The woman lifted the lid from the pot and peered into it through the sun-shot steam.

"It is ready," she said. She lifted it from the stove and set it on the earthen floor. The cripple placed a handful of knives and spoons on the table and three tin plates; he thrust a long fork and a long spoon into the pot and stood aside.

"Seat yourself," said the woman, without looking at Simpson, "and eat."

She explored the pot with the fork, and stabbed it firmly--there was a suggestion of ruthlessness about her action that made Simpson shudder again--into a slab of meat, which she dropped on a plate, using a callous thumb to disengage it from the tines. She covered it with gravy and began to eat without further ceremony. The cripple followed her example, slobbering the gravy noisily; some of it ran down his chin. Neither of them paid any attention to Simpson.

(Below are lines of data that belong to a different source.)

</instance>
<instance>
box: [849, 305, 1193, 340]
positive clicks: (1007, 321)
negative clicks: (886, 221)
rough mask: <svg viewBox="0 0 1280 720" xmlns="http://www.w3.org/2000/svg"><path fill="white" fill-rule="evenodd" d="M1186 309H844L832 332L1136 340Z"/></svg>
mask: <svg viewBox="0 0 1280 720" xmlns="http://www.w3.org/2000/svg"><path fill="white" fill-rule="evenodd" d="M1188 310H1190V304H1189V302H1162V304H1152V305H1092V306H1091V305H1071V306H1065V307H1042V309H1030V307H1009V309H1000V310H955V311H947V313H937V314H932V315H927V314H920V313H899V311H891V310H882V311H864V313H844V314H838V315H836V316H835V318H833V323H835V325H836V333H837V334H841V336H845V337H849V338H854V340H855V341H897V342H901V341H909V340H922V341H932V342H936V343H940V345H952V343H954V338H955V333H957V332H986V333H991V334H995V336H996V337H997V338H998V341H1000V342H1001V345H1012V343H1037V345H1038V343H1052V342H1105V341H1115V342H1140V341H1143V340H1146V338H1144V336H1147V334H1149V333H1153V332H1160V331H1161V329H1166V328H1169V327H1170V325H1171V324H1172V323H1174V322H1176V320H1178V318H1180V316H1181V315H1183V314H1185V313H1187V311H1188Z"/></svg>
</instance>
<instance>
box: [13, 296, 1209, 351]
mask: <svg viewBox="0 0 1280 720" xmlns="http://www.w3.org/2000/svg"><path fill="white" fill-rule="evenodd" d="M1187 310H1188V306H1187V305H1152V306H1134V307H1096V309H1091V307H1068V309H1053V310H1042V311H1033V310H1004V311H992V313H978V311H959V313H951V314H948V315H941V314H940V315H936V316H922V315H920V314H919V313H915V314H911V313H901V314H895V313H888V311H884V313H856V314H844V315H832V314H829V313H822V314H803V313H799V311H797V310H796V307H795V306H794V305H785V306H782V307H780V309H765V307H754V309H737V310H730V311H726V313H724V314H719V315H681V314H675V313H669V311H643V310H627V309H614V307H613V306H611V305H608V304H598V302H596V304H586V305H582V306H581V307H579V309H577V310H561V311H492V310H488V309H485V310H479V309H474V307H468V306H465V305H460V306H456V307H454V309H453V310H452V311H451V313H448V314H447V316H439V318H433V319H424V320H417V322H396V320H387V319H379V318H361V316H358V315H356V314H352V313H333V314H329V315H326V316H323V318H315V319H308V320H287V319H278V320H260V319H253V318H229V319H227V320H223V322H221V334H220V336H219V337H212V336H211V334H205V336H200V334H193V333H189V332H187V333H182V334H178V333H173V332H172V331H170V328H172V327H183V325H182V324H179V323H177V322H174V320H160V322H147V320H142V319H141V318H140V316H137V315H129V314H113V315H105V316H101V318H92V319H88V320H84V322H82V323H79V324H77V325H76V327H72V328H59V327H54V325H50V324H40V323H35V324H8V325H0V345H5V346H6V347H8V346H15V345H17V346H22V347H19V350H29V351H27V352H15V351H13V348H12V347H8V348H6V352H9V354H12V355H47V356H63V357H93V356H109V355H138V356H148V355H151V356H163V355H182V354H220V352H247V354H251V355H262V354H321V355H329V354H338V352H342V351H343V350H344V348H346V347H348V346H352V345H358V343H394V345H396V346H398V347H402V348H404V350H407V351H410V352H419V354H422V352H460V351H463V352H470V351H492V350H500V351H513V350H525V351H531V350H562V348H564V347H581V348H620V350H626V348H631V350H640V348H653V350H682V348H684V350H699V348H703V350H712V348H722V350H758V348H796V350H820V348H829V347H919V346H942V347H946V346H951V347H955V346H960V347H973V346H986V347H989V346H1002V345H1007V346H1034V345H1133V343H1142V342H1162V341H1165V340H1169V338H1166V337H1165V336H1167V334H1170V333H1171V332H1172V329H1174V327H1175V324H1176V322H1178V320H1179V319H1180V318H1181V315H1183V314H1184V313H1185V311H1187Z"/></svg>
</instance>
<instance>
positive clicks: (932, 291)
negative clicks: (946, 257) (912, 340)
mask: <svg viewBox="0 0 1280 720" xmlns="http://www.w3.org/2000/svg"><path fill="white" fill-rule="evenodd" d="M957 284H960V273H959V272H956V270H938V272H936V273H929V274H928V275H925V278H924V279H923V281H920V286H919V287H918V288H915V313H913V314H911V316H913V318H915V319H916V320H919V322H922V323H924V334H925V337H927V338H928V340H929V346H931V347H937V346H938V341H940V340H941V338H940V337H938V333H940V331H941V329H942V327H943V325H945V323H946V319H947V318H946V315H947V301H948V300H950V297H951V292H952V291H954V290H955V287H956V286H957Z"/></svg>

He took the remaining plate from the table and stood irresolute with it in his hand. He was hungry, but his essential Puritan fastidiousness, combined with that pride of race which he knew to be un-Christian, rendered him reluctant to dip into the common pot or to eat on equal terms with these people. Besides, the sun and his amazing introduction to the island had given him a raging headache: he could not think clearly nor rid himself of the sinister suggestion of the town, of the house, of its three occupants in particular.

The child touched a ringer to the hot lip of the pot, burned itself, and began to cry.

"Taise," said the woman. Her voice was low but curt, and she did not raise her eyes from her plate. The child, its finger in its mouth, stopped crying at once.

Simpson shook himself; his normal point of view was beginning to assert itself. He must not--must not hold himself superior to the people he expected to convert; nothing, he insisted to himself, was to be gained, and much might be lost by a refusal to meet the people "on their own ground." Chance--he did not call it chance--had favoured him incredibly thus far, and if he failed to follow the guidance that had been vouchsafed him he would prove himself but an unworthy vessel. He took up the long fork--it chattered against the pot as he seized it--and, overcoming a momentary and inexplicable nausea, impaled the first piece of meat that rolled to the surface. There were yams also and a sort of dumpling made of manioc. When he had filled his plate he rose and turned suddenly; the woman and the cripple had stopped eating and were watching him. They did not take their eyes away at once but gave him stare for stare. He sat down; without a word they began to eat once again.

The stew was good, and once he had begun Simpson ate heartily of it. The tacit devilry fell away from his surroundings as his hunger grew less, and his companions became no more than a middle-aged negress in a turban, a black boy pitifully deformed, and a beautiful child. He looked at his watch--he had not thought of the time for hours--and found that it was a little after noon. It was time that he bestirred himself and found lodgings.

"Is there a hotel?" he asked cheerfully. He had noticed that the islanders understood legitimate French, though they could not speak it.

"There is one," said the woman. She pushed away her plate and became suddenly dourly communicative. "But I doubt if the propriétaire would find room for m'sieu'."

"Has he so many guests, then?"

"But no. M'sieu' has forgotten the priest."

"The priest? What has he to do with it?"

"My son tells me that m'sieu' offended him, and the propriétaire is a good Catholic. He will close his house to you."

She shaved a splinter to a point with a table knife and picked her teeth with it, both elbows on the table and her eyes on Simpson. "There is nowhere else to stay," she said. "Unless--here."

"I should prefer that," said Simpson--quickly, for reluctance and distrust were rising in him again. "But have you a room?"

She jerked a thumb over her shoulder at a door behind her.

"There," she said. Simpson waited for her to move, saw that she had no intention of doing so, and opened the door himself.